Ayer 14 de noviembre, durante un posicionamiento nacional realizado en Tijuana, el presidente de COPARMEX, Juan José Sierra Álvarez, advirtió que la inseguridad y la extorsión se han convertido en frenos directos para el desarrollo económico y social del país. El encuentro reunió a presidentes de federaciones y centros empresariales de todo México, quienes respaldaron el mensaje.
Sierra Álvarez subrayó que la extorsión es hoy uno de los delitos que más dañan a las familias y al sector productivo. Señaló que, según los datos presentados, la cifra negra alcanza 97%, lo que indica que casi ningún caso se denuncia debido al miedo a represalias y a la poca confianza en las instituciones responsables de investigar.
El dirigente empresarial recordó que en la última década la extorsión se ha incrementado 83%, un crecimiento que, dijo, exige acciones inmediatas. Ante este panorama, pidió a las autoridades de los tres niveles de gobierno acelerar la aprobación de la Ley General de Castigo a la Extorsión, e incluso planteó que cuando el delito sea cometido por un funcionario, la pena debe ser mayor.
Durante su intervención, advirtió que las pequeñas y medianas empresas están “viviendo al día” por la inseguridad, un escenario que se refleja en la percepción ciudadana: 63% de los mexicanos mayores de 18 años se siente inseguro, según cifras del INEGI mencionadas en el encuentro. Para el sector empresarial, este clima inhibe la inversión y genera incertidumbre económica.

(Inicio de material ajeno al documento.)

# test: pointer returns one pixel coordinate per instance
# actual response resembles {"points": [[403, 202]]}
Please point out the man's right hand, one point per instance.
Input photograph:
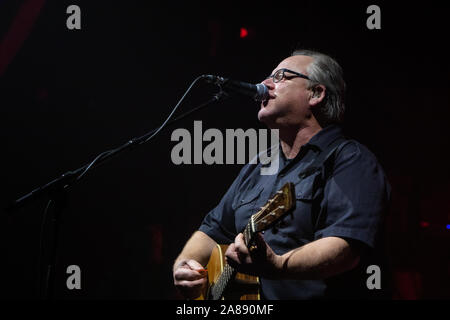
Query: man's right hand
{"points": [[190, 278]]}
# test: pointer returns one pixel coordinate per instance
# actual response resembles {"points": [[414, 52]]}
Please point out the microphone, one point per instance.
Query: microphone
{"points": [[259, 91]]}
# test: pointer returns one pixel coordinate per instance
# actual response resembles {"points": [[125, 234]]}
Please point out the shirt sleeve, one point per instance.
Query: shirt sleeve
{"points": [[219, 223], [355, 197]]}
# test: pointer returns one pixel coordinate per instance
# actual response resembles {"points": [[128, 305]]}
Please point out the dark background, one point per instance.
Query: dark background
{"points": [[67, 95]]}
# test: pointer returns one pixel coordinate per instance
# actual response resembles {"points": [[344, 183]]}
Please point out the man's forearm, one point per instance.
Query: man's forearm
{"points": [[198, 248], [320, 259]]}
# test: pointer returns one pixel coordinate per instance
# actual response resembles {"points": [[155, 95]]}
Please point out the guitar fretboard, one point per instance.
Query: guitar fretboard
{"points": [[229, 272]]}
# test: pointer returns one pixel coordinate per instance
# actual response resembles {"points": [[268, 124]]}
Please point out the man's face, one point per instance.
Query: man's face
{"points": [[288, 103]]}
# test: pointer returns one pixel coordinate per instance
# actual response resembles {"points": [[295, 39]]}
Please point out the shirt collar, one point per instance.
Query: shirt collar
{"points": [[325, 137]]}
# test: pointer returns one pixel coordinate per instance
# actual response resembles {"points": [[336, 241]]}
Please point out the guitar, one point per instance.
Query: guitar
{"points": [[224, 282]]}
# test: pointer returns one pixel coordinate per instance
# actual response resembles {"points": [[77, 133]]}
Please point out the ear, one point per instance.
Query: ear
{"points": [[317, 95]]}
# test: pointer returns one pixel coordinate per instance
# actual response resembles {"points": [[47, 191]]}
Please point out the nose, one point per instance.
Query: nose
{"points": [[269, 83]]}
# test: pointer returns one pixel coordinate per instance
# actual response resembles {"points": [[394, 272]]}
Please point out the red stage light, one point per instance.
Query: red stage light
{"points": [[243, 33], [424, 224]]}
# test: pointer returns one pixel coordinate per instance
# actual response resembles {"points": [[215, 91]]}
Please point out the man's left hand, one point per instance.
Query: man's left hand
{"points": [[261, 261]]}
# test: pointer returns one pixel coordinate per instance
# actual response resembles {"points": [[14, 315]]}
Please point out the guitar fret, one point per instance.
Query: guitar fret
{"points": [[281, 202]]}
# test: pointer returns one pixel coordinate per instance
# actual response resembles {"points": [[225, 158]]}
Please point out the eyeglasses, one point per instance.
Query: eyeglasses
{"points": [[279, 75]]}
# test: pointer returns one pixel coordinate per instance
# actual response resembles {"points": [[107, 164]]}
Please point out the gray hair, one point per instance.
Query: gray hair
{"points": [[325, 70]]}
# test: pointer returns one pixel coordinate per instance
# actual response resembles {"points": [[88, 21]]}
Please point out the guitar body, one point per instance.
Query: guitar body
{"points": [[242, 287], [224, 282]]}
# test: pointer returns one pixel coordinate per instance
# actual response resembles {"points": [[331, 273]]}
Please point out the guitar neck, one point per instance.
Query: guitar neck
{"points": [[229, 272]]}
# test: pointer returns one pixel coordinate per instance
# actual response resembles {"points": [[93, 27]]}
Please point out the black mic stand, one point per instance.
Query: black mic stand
{"points": [[57, 191]]}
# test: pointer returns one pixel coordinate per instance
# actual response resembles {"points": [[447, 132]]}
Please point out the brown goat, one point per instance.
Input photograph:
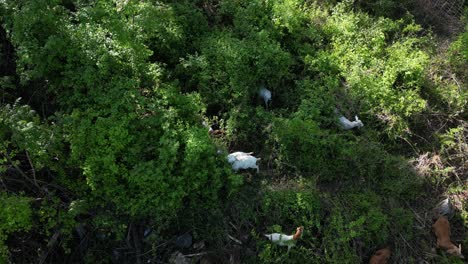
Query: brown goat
{"points": [[441, 229], [381, 256]]}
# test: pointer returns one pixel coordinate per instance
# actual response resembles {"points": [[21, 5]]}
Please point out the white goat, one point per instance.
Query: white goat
{"points": [[265, 94], [242, 160], [233, 156], [346, 124]]}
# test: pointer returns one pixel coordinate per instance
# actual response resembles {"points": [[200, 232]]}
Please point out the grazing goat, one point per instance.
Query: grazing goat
{"points": [[441, 229], [265, 94], [285, 240], [346, 124], [233, 156], [381, 256], [245, 162]]}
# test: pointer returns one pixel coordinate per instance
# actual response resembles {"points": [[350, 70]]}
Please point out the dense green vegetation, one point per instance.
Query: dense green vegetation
{"points": [[104, 158]]}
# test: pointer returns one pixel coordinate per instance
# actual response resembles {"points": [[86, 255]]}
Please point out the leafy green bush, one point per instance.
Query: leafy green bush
{"points": [[15, 216]]}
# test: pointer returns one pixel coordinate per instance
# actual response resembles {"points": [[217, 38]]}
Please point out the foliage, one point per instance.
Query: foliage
{"points": [[109, 135], [15, 216]]}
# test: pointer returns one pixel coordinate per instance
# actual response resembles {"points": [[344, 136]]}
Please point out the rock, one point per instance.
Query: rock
{"points": [[183, 241], [178, 258]]}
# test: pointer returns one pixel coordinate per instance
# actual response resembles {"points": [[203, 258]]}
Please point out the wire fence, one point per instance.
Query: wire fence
{"points": [[444, 15]]}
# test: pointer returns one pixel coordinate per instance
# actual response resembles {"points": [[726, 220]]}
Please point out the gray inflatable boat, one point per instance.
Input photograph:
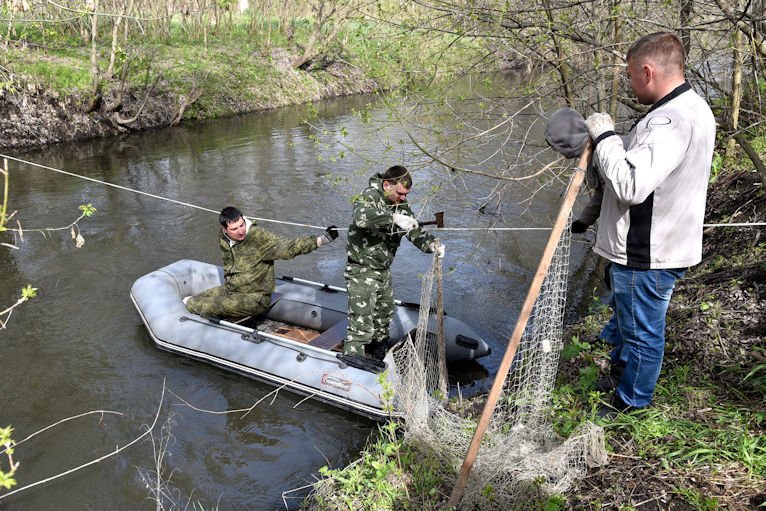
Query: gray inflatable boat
{"points": [[296, 345]]}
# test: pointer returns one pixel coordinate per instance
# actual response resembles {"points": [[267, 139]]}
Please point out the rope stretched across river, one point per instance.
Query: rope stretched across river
{"points": [[297, 224]]}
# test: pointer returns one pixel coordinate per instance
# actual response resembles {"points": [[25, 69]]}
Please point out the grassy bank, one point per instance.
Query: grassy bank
{"points": [[48, 92], [700, 446]]}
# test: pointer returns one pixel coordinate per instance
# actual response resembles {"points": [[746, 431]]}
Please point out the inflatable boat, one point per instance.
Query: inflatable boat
{"points": [[296, 344]]}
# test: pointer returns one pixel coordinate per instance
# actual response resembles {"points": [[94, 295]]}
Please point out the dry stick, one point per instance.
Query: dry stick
{"points": [[441, 343], [526, 310]]}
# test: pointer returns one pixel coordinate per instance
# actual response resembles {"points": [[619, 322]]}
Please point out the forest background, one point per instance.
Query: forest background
{"points": [[80, 69]]}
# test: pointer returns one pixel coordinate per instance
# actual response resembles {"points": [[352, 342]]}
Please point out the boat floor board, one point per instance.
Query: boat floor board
{"points": [[332, 338]]}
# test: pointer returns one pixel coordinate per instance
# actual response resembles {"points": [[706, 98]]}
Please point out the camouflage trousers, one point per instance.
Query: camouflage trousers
{"points": [[370, 307], [218, 302]]}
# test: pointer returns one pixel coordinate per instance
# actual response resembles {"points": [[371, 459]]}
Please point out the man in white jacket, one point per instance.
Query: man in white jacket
{"points": [[650, 223]]}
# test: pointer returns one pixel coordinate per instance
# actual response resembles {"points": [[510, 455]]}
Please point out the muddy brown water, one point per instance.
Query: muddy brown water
{"points": [[80, 346]]}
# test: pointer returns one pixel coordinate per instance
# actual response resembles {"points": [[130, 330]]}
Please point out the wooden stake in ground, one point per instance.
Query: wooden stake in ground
{"points": [[521, 324]]}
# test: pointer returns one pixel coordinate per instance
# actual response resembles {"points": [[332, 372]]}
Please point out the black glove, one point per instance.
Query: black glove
{"points": [[327, 236], [579, 227]]}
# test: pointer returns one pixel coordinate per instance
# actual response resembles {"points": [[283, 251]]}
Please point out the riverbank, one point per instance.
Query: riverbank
{"points": [[700, 446], [47, 90], [34, 113]]}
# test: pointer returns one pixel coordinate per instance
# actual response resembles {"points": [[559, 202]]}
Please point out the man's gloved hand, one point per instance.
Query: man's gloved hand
{"points": [[330, 234], [405, 222], [579, 227], [598, 124], [438, 249]]}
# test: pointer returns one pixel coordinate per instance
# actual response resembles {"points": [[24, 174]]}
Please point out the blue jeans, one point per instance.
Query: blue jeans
{"points": [[640, 300]]}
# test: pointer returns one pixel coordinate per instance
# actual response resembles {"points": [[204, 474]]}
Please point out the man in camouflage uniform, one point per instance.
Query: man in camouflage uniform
{"points": [[381, 218], [248, 266]]}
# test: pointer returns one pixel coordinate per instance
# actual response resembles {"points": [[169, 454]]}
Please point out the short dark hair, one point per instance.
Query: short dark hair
{"points": [[398, 174], [663, 49], [228, 215]]}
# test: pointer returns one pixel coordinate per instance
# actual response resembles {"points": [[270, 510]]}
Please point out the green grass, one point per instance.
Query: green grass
{"points": [[65, 76]]}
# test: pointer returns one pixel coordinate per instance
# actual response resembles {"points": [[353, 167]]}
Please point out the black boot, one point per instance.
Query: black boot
{"points": [[614, 407], [612, 379], [376, 350]]}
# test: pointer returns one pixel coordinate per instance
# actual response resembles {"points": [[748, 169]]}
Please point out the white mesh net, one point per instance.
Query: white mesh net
{"points": [[521, 459]]}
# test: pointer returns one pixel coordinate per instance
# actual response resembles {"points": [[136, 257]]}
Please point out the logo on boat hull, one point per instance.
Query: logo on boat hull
{"points": [[335, 382]]}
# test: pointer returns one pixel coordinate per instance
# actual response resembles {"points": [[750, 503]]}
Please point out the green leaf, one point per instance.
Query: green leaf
{"points": [[28, 292]]}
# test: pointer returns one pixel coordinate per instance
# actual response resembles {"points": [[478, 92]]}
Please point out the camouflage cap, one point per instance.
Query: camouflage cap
{"points": [[566, 132]]}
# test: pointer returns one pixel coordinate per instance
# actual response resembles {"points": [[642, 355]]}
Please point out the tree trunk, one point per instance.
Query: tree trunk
{"points": [[616, 61], [736, 89], [95, 101], [561, 64]]}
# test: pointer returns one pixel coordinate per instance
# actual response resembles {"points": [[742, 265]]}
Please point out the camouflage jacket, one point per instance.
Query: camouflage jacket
{"points": [[373, 238], [248, 265]]}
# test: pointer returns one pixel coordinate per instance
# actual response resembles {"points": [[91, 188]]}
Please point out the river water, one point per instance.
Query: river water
{"points": [[80, 346]]}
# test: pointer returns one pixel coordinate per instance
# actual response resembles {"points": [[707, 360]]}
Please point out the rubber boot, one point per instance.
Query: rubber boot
{"points": [[612, 379]]}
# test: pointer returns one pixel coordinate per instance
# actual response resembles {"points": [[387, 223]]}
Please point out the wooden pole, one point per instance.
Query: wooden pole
{"points": [[521, 324]]}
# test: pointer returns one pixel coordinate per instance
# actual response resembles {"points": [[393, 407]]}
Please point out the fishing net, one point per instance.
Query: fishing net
{"points": [[521, 460]]}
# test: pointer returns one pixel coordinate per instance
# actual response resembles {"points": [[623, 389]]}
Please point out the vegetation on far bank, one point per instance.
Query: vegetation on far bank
{"points": [[148, 80]]}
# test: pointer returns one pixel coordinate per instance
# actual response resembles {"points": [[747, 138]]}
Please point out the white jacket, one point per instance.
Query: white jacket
{"points": [[655, 185]]}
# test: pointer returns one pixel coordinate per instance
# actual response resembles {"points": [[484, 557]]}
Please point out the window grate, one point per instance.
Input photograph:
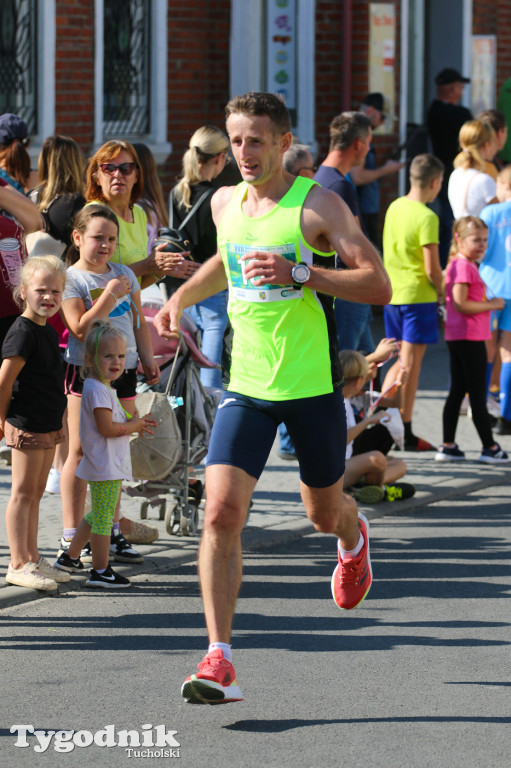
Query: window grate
{"points": [[126, 86], [18, 56]]}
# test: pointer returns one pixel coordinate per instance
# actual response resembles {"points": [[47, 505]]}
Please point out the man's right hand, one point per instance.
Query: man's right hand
{"points": [[166, 321]]}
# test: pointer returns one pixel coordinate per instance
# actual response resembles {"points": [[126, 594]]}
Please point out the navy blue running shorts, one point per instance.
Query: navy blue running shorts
{"points": [[244, 431], [415, 323]]}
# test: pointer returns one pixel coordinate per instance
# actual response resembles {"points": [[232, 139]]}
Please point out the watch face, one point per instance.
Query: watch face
{"points": [[300, 273]]}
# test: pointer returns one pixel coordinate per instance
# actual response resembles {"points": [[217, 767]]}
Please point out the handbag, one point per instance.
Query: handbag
{"points": [[175, 239]]}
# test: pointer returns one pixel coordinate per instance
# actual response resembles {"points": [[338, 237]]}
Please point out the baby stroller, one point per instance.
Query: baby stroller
{"points": [[164, 462]]}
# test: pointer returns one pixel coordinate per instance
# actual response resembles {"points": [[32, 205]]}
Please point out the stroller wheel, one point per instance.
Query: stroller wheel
{"points": [[172, 519], [190, 520]]}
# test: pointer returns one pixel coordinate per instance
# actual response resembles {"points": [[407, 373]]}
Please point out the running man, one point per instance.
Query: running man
{"points": [[277, 239]]}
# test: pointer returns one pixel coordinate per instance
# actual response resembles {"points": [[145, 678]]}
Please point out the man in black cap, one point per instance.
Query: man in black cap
{"points": [[444, 120], [366, 176]]}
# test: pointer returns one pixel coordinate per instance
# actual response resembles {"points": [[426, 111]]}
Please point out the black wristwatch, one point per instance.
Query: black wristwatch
{"points": [[300, 274]]}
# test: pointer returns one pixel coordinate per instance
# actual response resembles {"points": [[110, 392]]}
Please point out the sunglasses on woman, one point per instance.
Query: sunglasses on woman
{"points": [[125, 168]]}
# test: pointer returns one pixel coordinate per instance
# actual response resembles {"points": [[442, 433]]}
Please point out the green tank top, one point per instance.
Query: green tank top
{"points": [[283, 342]]}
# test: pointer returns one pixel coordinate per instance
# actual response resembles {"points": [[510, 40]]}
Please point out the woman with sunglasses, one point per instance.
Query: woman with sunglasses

Sierra Álvarez mencionó también hechos recientes que han sacudido al país, como el asesinato del alcalde de Uruapan, Carlos Manzo. “El asesinato del presidente municipal de Uruapan, Carlos Manzo, y las movilizaciones que generaron y continúan, son un reflejo del descontento que cruza generaciones, profesiones y regiones. Por eso, hoy hablamos desde Tijuana…”, afirmó al destacar que la frontera representa resiliencia, pero también evidencia las urgencias del país.
Por su parte, Roberto Vega Solís, presidente de COPARMEX Tijuana, insistió en la necesidad de que el secretario de Seguridad federal visite la ciudad, luego de hechos como el ataque reciente a instalaciones de la Fiscalía. “Es importantísimo porque en Tijuana hemos tenido un año complicado en materia de seguridad”, señaló.
Ambos dirigentes coincidieron en que enfrentar la inseguridad requiere coordinación real, voluntad y acciones inmediatas entre gobierno, empresarios y sociedad. Consideran indispensable recuperar condiciones que permitan estabilidad, inversión y una vida cotidiana sin miedo.